Lo stesso vale per i nostri centri d’accoglienza e per i Cie: sono luoghi chiusi in cui pochi controllano e organizzano e molti sono controllati e organizzati, senza nessuno cui possano rivolgersi per far riconoscere la proprio soggettività, né in senso umano né, tanto meno, in senso politico e giuridico. E il tutto è legittimato da un immaginario diffuso che da decenni degrada lo straniero migrante, considerandolo non un uomo ma, quando va bene, un problema tecnico da risolvere (da “eliminare”) con strumenti tecnici.

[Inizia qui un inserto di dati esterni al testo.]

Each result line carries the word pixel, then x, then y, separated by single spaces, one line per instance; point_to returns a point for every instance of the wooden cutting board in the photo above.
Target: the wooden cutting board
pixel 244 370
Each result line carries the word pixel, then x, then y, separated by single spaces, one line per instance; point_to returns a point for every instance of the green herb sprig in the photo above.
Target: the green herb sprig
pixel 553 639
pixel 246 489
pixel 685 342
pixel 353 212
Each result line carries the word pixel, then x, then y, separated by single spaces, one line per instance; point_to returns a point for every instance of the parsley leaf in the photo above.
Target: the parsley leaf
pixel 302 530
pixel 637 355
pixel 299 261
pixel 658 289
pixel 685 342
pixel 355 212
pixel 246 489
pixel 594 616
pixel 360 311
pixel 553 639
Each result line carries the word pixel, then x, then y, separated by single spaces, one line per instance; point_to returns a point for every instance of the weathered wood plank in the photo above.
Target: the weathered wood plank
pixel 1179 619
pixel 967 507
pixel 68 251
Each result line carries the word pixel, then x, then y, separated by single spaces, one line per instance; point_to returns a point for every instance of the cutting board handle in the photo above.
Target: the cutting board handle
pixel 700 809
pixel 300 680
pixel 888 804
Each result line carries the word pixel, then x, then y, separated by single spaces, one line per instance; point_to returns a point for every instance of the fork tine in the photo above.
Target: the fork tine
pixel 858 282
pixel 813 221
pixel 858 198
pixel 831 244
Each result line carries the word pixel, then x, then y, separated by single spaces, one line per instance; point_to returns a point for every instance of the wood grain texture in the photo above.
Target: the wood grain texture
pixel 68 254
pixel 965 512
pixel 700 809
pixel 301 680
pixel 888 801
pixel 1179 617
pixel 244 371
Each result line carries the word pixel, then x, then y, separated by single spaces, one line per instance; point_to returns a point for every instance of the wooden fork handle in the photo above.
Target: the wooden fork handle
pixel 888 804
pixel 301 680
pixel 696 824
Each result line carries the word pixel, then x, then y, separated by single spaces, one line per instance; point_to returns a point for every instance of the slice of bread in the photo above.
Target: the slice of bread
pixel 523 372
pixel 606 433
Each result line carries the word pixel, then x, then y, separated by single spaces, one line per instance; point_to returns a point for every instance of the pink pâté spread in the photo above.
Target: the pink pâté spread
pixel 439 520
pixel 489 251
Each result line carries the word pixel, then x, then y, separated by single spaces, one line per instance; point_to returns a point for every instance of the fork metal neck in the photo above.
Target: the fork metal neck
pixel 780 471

Siamo così alla responsabilità, e alla condanna che dovrebbe seguirne. Chi sono i responsabili primi della doccia lampedusana, se non quelli che hanno immaginato, progettato e realizzato quei luoghi chiusi, votando leggi a essi adeguate? E insieme, non è forse anche responsabile chi, politico o giornalista, ha diffuso e contribuito a diffondere l’immaginario di paura e odio che ci domina? Qualcuno, a destra, s’è distinto nella prima e nella seconda operazione. Qualcun altro, nel centrosinistra, ne ha subito passivamente e più d’una volta accettato norme e metodi. L’esito ci sta di fronte, nel filmato del Tg2. Nessuno li ha condannati, fino a ora, i responsabili primi. E c’è da temere che nessuno li condannerà. Al massimo, a pagare saranno gli esecutori più diretti, quelli che stanno più in basso nella catena di comando. Befehl ist Befehl significa anche questo: chi dà davvero l’ordine, finisce per cavarsela.